There’s a scene in the 1975 movie “Monty Python and the Holy Grail” about being not dead yet. In the grim comedy, a dead man pretends to be alive in order to avoid “the cart.” I’m reminded of that today when I look at my Beach Rose in our side yard. What appears to be a dead section of the Rosa Rugosa is actually the top part of the plant that is protecting the process of re-birth and new growth, underneath.
The dead-looking upper part hides the new growth, hidden unless I bend down, and duck my head under the stems to look, near the brown soil, way down at the base of the scrubby shrub. The dead part actually keeps the new baby shoots safe.

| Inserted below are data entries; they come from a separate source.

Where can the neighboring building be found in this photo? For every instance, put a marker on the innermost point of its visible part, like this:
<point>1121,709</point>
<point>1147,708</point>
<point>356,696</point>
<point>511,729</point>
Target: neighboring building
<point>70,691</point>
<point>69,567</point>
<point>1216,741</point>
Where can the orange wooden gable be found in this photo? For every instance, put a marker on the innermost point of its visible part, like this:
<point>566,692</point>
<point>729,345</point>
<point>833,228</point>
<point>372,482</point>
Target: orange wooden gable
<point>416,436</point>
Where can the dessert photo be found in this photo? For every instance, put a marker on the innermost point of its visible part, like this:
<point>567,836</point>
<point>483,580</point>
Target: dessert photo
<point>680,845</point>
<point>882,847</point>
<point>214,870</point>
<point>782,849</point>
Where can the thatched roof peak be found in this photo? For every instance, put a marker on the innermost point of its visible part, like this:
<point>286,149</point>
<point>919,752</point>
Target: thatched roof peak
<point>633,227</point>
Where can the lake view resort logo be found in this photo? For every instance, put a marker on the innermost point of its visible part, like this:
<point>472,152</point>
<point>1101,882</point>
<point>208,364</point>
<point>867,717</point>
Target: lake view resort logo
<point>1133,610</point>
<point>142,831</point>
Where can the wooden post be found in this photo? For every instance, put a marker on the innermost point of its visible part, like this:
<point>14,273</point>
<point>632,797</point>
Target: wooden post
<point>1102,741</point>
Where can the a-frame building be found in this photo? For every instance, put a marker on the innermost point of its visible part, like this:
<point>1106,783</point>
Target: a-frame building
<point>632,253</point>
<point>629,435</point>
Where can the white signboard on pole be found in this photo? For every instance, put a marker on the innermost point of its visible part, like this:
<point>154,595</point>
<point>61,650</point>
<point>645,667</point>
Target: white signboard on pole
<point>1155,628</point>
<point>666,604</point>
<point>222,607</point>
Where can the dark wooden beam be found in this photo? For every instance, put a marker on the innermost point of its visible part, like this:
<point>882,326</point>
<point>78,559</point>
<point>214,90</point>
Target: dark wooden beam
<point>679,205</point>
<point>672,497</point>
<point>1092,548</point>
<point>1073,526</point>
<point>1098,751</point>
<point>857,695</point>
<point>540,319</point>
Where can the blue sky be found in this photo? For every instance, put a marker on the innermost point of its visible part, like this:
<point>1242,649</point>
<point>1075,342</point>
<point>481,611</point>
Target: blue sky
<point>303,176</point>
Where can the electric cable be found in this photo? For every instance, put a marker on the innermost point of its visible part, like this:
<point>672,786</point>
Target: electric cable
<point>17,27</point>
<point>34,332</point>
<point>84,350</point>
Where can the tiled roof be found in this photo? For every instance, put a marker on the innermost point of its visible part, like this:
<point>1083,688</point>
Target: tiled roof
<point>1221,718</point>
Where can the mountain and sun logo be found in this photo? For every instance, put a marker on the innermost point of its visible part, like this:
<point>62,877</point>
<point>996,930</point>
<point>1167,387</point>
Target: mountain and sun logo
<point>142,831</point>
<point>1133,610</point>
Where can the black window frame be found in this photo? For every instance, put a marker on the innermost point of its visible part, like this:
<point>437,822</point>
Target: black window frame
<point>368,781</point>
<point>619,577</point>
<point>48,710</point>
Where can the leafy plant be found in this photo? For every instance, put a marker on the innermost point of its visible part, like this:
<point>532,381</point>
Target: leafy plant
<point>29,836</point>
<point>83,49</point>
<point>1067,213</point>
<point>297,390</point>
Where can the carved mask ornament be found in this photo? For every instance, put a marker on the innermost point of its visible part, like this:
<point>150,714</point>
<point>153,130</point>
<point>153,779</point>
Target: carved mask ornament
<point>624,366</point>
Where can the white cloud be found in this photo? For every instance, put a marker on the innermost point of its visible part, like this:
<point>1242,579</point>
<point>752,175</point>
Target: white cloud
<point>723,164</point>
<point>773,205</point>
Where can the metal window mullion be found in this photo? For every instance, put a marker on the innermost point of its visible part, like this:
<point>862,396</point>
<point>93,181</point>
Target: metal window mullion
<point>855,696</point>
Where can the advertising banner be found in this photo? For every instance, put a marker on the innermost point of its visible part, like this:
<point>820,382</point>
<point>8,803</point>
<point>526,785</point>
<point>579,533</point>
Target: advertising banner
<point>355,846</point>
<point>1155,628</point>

Why can’t us human beings understand this process of death and re-birth better? In our culture of perfectionism, we can learn from the Beach Rose. I’m inspired by this natural process to let the world see my imperfections, in all their glory. I know some part(s) of me have to die in order for me to continue to grow and sprout new growth. I’m okay with that.
Not only are the reddish purple blossoms exceptionally fragrant, they are part of a pollinator pathway. Bees love the yellow stamens, buzzing deep inside and wiggling their bodies all around, before they fly on to the plant they will fertilize. The Beach Rose’s life cycle is part of Nature’s life cycle.
Creativity and wellness message for today: Let’s accept imperfections in ourselves and others. Let’s rejoice in new growth!